Ouvrir le dialogue

Ouvrir le dialogue

Crédit photo : Jean Laramée - Le Courrier du Sud

Dans le cadre de son exposition America… En toute impunité, l’artiste Stanley Février met de l’avant les altercations fatales entre les citoyens et les forces de l’ordre. Le 13 mars, une rencontre-causerie a eu lieu entre l’artiste et le directeur du Service de police de l’agglomération de Longueuil (SPAL) Fady Dagher. Retour sur les faits saillants de cet échange.

Stanley Février était travailleur social de métier avant de faire carrière dans le milieu artistique. Il cherche aujourd’hui à éveiller les consciences par le biais de son art.
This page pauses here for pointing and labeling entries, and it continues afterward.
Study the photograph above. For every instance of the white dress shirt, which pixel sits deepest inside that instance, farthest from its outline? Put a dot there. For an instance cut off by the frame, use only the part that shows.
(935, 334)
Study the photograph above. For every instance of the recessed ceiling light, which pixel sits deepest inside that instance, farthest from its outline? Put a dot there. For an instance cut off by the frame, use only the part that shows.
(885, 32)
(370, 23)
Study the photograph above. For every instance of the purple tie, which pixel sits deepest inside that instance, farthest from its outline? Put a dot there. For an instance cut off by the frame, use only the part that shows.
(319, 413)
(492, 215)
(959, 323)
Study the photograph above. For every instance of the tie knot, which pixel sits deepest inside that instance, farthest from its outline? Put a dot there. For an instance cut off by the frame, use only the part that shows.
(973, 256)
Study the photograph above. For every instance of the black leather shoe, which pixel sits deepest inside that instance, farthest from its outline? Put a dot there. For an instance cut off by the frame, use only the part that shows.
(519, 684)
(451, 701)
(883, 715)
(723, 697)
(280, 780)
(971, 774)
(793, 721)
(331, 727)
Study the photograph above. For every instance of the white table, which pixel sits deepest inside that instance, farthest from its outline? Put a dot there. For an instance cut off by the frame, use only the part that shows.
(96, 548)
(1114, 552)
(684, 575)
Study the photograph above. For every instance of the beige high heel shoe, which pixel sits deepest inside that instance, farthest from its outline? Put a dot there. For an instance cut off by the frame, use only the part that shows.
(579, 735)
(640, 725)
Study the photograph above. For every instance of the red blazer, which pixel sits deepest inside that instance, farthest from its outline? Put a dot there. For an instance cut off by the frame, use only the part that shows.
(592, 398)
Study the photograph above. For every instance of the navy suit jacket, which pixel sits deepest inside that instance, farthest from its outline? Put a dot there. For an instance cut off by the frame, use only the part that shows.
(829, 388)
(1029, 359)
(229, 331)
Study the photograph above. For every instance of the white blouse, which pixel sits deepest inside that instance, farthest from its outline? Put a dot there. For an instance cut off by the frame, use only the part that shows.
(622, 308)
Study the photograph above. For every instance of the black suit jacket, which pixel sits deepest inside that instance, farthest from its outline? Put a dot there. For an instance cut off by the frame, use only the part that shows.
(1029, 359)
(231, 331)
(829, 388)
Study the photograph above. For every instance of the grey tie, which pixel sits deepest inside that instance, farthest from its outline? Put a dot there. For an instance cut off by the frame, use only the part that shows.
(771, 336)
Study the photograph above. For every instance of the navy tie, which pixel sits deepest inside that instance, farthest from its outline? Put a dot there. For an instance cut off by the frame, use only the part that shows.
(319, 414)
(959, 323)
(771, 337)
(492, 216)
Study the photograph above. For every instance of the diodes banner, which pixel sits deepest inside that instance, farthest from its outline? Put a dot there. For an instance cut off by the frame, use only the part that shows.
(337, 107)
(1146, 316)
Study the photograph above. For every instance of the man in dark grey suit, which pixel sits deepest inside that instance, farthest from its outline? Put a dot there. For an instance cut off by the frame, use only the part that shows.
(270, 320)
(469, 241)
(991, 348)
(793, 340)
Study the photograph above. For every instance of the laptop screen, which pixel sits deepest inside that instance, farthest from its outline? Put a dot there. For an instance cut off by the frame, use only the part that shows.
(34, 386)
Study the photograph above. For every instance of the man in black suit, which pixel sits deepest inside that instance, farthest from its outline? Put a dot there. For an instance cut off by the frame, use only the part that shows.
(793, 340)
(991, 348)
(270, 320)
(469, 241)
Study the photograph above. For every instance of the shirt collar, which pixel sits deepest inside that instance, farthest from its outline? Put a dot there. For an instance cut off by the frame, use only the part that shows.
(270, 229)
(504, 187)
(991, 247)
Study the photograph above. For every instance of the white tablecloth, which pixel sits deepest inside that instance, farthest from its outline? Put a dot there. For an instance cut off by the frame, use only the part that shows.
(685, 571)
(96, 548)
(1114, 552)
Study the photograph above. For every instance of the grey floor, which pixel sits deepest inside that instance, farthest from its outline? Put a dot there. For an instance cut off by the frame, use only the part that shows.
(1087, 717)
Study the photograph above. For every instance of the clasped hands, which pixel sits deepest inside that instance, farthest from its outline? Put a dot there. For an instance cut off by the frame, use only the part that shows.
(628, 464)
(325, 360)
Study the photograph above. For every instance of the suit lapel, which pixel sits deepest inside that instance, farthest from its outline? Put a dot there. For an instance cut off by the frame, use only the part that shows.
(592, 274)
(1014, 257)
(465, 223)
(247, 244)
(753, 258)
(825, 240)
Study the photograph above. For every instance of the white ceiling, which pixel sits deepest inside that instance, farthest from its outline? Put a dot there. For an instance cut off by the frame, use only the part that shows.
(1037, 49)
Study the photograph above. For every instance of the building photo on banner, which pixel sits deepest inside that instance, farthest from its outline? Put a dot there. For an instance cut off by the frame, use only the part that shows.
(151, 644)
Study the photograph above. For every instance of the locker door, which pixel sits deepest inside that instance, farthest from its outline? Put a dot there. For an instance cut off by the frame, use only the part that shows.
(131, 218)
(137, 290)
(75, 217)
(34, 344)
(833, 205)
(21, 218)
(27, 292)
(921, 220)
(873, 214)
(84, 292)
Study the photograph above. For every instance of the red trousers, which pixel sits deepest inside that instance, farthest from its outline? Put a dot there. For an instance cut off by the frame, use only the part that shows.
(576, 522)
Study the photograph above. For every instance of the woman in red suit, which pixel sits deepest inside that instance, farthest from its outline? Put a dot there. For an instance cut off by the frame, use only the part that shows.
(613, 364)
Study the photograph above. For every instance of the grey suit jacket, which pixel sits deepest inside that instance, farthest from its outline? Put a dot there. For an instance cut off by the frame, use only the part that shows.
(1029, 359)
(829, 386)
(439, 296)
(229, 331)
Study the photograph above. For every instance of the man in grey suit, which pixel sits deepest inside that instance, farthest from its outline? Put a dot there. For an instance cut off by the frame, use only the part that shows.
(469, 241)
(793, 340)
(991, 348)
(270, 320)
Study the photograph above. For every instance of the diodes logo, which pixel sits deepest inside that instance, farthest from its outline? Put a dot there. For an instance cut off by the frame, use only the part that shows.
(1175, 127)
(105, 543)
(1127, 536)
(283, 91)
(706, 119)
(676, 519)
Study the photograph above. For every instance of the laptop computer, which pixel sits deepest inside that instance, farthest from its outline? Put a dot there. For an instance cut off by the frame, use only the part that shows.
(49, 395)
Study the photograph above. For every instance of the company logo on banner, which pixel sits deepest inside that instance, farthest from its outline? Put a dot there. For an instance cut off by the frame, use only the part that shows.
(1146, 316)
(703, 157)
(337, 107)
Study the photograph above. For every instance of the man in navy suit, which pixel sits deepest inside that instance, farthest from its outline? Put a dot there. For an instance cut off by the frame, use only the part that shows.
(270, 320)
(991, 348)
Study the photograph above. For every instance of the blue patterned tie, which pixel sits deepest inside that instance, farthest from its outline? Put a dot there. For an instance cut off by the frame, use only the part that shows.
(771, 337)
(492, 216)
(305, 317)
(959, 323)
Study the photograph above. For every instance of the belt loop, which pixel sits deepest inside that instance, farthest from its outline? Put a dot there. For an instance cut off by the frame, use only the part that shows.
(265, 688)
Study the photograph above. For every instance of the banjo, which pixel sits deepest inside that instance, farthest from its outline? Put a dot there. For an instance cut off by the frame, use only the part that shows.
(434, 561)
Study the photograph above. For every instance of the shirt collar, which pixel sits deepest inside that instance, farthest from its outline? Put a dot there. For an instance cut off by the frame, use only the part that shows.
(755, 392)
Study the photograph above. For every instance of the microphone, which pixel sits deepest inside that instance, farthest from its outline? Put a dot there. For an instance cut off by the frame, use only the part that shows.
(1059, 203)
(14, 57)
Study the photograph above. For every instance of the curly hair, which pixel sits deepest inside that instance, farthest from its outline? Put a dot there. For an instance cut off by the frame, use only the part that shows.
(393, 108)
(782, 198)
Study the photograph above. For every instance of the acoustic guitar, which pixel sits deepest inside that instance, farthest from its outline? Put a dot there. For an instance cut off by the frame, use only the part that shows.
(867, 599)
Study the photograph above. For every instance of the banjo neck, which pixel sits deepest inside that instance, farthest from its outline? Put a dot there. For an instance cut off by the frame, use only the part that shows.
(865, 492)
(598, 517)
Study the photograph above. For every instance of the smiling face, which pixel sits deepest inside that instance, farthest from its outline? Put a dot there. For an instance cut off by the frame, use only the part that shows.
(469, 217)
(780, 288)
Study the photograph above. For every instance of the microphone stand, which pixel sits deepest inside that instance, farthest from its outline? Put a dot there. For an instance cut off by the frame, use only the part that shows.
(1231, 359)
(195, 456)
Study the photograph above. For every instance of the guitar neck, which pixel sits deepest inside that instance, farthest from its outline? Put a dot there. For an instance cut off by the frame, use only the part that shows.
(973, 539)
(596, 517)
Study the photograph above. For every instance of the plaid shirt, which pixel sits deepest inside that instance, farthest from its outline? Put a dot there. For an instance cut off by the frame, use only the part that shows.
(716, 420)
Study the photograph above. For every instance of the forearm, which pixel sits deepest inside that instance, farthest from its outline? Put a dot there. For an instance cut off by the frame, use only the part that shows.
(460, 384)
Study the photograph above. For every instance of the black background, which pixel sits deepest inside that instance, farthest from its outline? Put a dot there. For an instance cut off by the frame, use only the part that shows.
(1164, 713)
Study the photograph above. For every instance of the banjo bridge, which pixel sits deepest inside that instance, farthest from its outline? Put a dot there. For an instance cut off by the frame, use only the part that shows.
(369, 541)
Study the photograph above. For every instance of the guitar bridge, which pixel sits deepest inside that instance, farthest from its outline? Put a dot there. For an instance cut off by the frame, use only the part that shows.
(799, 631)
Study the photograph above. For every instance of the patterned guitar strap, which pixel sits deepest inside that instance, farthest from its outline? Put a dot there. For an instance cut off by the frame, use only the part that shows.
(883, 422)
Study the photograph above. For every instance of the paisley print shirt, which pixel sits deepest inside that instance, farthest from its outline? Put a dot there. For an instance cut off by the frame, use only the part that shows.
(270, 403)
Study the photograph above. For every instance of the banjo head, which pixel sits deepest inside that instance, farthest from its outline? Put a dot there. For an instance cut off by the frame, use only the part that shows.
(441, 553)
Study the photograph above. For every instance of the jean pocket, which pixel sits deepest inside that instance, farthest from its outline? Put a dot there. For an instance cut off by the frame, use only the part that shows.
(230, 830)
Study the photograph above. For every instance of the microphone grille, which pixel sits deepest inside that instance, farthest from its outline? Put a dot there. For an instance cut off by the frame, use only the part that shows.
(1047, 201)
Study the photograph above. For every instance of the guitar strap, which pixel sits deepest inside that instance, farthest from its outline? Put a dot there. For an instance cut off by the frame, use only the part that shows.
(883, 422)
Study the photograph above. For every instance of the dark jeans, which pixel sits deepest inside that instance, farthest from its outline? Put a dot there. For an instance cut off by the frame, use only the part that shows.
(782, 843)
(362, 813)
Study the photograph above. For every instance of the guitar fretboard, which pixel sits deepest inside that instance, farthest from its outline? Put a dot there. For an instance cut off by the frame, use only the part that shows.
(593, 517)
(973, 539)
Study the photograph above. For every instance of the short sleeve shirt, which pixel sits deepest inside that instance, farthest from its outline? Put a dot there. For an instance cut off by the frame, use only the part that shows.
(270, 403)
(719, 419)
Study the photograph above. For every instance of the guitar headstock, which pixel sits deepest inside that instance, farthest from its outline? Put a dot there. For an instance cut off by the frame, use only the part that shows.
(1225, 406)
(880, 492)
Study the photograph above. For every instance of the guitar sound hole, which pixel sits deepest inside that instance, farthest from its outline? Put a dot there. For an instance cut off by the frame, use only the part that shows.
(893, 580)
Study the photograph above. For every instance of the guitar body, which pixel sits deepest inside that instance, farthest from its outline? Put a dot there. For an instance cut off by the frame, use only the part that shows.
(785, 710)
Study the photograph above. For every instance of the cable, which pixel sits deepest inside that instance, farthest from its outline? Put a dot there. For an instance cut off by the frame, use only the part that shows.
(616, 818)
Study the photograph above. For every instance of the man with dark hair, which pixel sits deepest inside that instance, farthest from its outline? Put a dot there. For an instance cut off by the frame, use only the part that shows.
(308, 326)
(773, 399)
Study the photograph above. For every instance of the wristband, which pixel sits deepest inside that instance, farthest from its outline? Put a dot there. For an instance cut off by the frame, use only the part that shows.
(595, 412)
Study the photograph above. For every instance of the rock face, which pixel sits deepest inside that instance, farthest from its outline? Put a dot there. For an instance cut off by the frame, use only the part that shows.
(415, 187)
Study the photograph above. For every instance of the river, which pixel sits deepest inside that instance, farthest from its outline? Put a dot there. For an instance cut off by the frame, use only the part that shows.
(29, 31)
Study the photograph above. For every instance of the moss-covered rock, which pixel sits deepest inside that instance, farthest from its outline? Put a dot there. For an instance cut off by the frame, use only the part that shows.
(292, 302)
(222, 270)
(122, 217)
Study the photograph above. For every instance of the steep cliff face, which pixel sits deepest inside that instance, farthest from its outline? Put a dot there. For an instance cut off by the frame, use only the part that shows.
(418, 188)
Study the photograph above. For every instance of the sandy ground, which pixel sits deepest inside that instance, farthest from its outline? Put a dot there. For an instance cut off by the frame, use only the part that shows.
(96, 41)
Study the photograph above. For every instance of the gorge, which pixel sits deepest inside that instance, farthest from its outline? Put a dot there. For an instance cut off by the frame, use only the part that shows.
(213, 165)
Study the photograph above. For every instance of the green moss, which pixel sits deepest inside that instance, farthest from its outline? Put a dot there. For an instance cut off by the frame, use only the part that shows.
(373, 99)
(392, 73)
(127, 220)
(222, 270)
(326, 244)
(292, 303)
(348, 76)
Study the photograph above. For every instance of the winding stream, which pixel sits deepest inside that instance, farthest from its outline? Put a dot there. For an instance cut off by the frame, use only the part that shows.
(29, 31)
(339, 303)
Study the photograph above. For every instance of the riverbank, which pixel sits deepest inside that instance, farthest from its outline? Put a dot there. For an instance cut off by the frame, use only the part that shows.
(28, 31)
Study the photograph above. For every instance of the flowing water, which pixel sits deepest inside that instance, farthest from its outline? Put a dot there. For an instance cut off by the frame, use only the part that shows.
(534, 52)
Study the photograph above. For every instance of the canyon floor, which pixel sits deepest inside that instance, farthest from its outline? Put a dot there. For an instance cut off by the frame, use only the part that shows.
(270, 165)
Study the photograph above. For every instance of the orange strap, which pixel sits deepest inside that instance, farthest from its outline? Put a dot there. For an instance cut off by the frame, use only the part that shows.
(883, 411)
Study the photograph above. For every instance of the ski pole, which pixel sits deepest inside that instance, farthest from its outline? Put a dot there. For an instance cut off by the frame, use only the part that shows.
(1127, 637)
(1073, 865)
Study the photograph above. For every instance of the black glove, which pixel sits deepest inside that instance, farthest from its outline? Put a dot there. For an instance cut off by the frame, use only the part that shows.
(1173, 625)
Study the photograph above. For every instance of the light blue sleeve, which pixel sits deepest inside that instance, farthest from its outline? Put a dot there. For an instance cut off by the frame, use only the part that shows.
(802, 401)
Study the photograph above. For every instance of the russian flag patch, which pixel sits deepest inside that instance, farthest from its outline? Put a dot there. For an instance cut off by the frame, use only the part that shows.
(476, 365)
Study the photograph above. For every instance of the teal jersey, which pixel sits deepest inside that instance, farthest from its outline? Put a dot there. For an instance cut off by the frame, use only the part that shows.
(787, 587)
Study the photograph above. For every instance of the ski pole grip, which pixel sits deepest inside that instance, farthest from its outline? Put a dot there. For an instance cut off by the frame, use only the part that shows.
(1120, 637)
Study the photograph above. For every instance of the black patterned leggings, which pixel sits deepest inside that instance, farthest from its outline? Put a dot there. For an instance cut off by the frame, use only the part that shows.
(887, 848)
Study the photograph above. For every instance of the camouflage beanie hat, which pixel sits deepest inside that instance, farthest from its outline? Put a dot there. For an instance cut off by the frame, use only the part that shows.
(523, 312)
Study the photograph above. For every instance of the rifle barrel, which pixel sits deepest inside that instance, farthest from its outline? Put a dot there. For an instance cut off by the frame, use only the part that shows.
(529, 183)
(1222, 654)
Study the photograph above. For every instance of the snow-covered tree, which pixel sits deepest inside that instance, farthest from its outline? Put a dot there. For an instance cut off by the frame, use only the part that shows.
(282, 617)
Avec l’exposition America… En toute impunité, il poursuit son désir de dénoncer les iniquités sociales en s’intéressant aux altercations entre les forces de l’ordre et la population civile ayant conduit au décès de citoyens.

Vecteur de changement
D’emblée, Stanley Février a expliqué sa proposition artistique, en insistant sur le fait que son but était principalement de sensibiliser le corps policier et les citoyens en général à cette problématique.

«Je ne crois pas que je peux changer le monde, mais je peux faire réfléchir les personnes qui regardent mon travail.» – Stanley Février

«L’œuvre se complète aujourd’hui avec cette discussion, a entamé l’artiste d’art contemporain. Le but n’est pas d’accuser qui que ce soit, mais plutôt d’ouvrir le dialogue.»

Une rencontre plutôt particulière, qui a apporté plusieurs points intéressants.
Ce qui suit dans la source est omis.